FIG. 1 is an explanatory view showing an example of a desalination apparatus using an electrodialysis method.

FIG. 2 is an explanatory diagram showing an example of an alkaline ionized water production apparatus.

FIG. 3 is an explanatory diagram showing one embodiment of the present invention.

FIG. 4 is an explanatory diagram showing a second embodiment of the present invention.
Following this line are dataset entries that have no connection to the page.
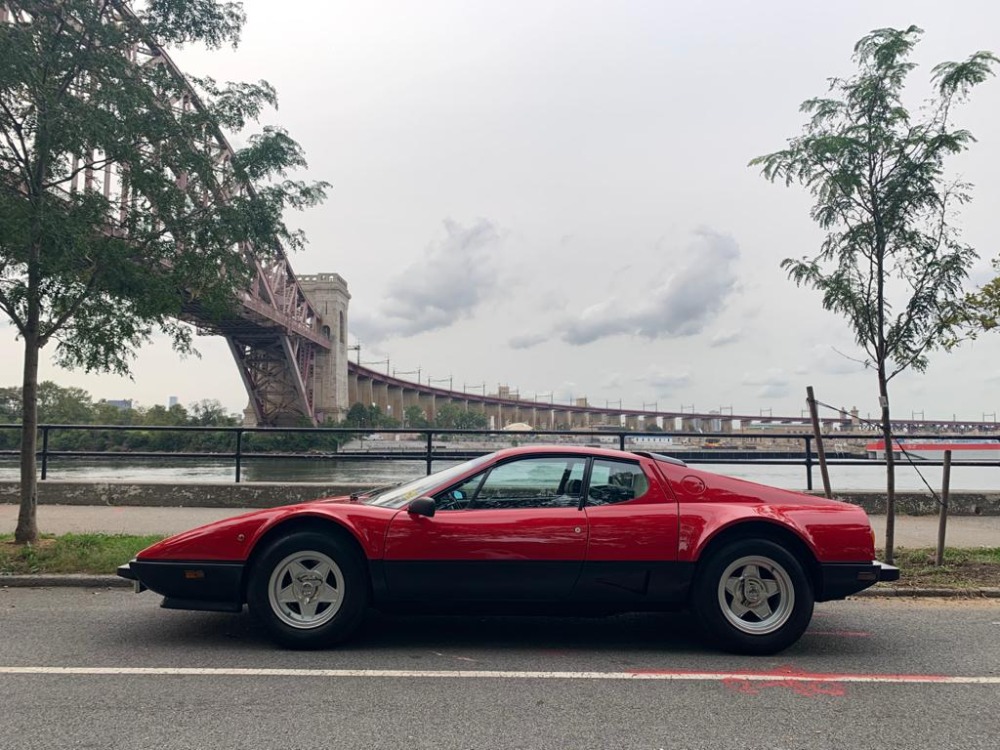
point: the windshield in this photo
(399, 496)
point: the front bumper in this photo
(839, 580)
(211, 586)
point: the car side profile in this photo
(542, 529)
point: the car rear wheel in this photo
(753, 597)
(309, 590)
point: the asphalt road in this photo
(106, 669)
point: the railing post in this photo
(808, 462)
(239, 454)
(430, 447)
(45, 450)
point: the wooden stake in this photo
(820, 453)
(943, 517)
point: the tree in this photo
(120, 209)
(981, 308)
(891, 263)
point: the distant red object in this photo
(970, 450)
(541, 529)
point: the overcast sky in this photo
(555, 196)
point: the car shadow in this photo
(213, 636)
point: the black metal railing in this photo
(235, 445)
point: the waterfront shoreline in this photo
(172, 494)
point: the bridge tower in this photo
(329, 297)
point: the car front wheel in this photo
(309, 590)
(753, 597)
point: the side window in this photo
(615, 482)
(459, 496)
(532, 483)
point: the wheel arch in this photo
(768, 531)
(304, 523)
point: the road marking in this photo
(784, 675)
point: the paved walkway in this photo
(911, 531)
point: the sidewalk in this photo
(911, 531)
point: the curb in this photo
(903, 591)
(43, 580)
(105, 581)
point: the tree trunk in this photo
(27, 519)
(890, 469)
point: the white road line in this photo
(666, 676)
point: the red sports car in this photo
(540, 529)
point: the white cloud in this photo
(824, 359)
(665, 383)
(527, 340)
(446, 284)
(691, 296)
(772, 384)
(724, 338)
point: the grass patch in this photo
(70, 553)
(963, 567)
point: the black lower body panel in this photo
(209, 586)
(838, 580)
(526, 585)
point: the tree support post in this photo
(820, 452)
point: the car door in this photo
(633, 532)
(512, 533)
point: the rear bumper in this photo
(211, 586)
(839, 580)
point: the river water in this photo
(332, 471)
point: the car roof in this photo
(583, 450)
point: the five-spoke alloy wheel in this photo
(309, 589)
(753, 597)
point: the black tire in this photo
(320, 605)
(752, 597)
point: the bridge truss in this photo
(275, 334)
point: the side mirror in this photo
(422, 506)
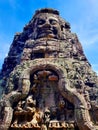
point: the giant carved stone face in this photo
(47, 26)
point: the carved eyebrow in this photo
(41, 21)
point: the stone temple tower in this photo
(47, 81)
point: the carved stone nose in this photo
(47, 24)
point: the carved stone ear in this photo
(67, 25)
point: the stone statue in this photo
(48, 82)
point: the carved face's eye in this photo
(52, 21)
(41, 21)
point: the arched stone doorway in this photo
(49, 93)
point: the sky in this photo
(81, 14)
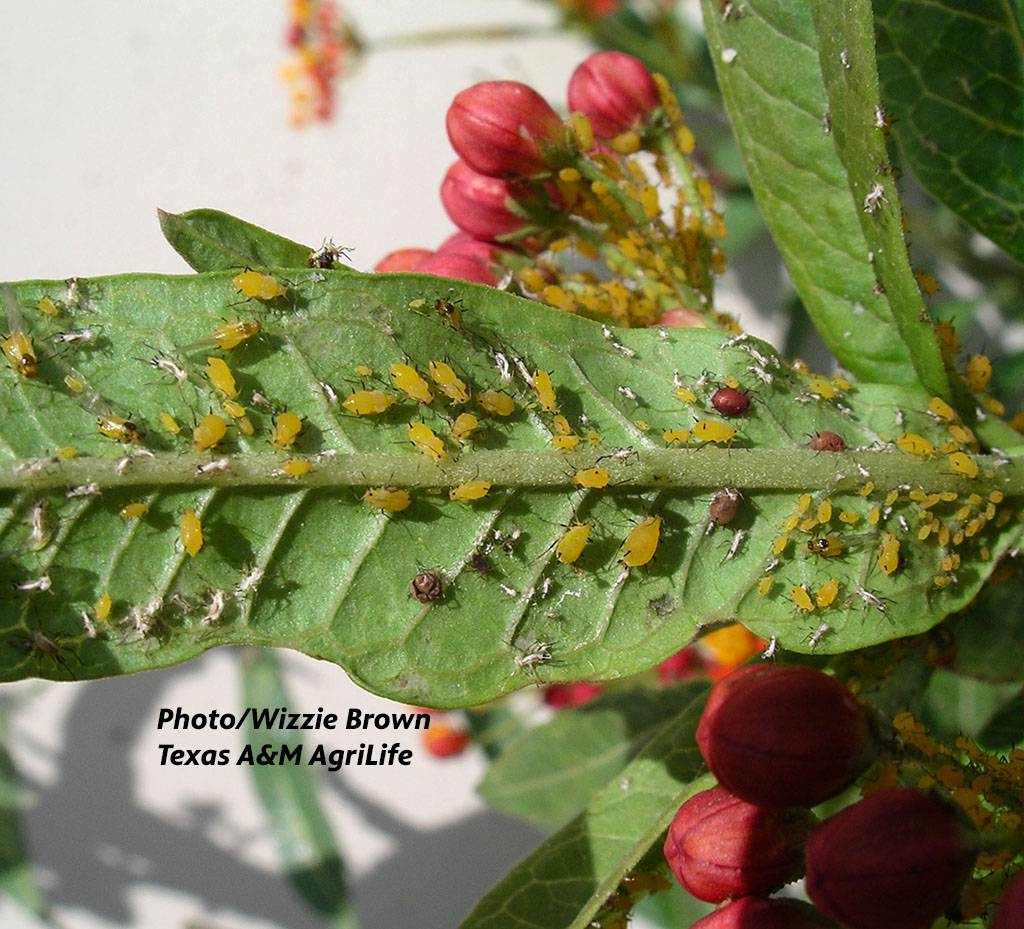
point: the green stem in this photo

FIG. 5 is an explanatory diagram showing a third embodiment of the present invention.

[Explanation of symbols]

 DESCRIPTION OF SYMBOLS 1 ... Activated carbon filter, 2, 2 ', 2 "... Flow control valve, 3 ... Anode water chamber, 4 ... Deionized water chamber, 5 ... Cathode water chamber, 6,6', 6", 6 "'... Electrode, 7, 7 '... diaphragm, 8 ... DC power supply.

Claims (5)

[Claims] 1. In a reformed water production apparatus, dissolved ions contained in tap water, industrial water, groundwater, etc. are removed by electrodialysis to obtain deionized water, and at the same time, water containing the removed ionic species is used. Alternatively, an electrolyte is added to produce alkaline ionized water having a low oxidation-reduction potential and alkaline ionized water having a low oxidation-reduction potential and acidic ionized water having a high oxidation-reduction potential by electrolyzing water to produce a reformed water producing apparatus. 2. The reformed water producing apparatus according to claim 1, wherein the deionized water during or after the production of deionized water is electrolyzed to simultaneously produce electrolyzed water having a neutral pH and a low redox potential. 3. The chamber according to claim 1, wherein the three chambers are respectively separated by two diaphragms made of an ion exchange membrane or a porous membrane, and Pt plates or P are respectively arranged in two chambers on both outer sides of the three chambers.
In a reforming water production device consisting of two electrodes made of a t-plated plate, a Ti plate, or a carbon plate and a DC power source with variable voltage connected to the two electrodes, the voltage applied to the two electrodes is the electric power of water. By setting anion and cation dissolved in water by electrodialysis at a voltage lower than the decomposition voltage and collecting them on the side of two electrodes through two diaphragms, deionized water having a low concentration of dissolved ions is produced. The voltage applied to the two electrodes is set to be equal to or higher than the electrolysis voltage of water to produce deionized water having a low dissolved ion concentration by electrodialysis in the same manner as described above, and at the same time, the cathode side of the two electrodes is used. Is a reforming water production device that produces alkaline ionized water that is alkaline and has a low redox potential by electrolysis of water, and acidic ionized water that is acidic and has a high redox potential on the anode side. 4. The method according to claim 3, further comprising two electrodes arranged in the central one of the three chambers separated by the two diaphragms, the electrode having a voltage equal to or higher than the electrolysis voltage of water supplied from the DC power source. A reforming water production apparatus for applying a voltage to electrolyze deionized water during or after the production of deionized water to produce electrolyzed water having a low redox potential in the vicinity of neutral pH. 5. The Pt plate, the Pt plated plate, the Ti plate, or the carbon plate according to claim 3, wherein deionized water having a low dissolved ion concentration generated in the reforming water producing apparatus is arranged on both sides of an ion exchange membrane. Characterized by producing electrolyzed water having a low redox potential near pH neutral by applying a voltage equal to or higher than the electrolysis voltage of water to the electrode. A reforming water production device.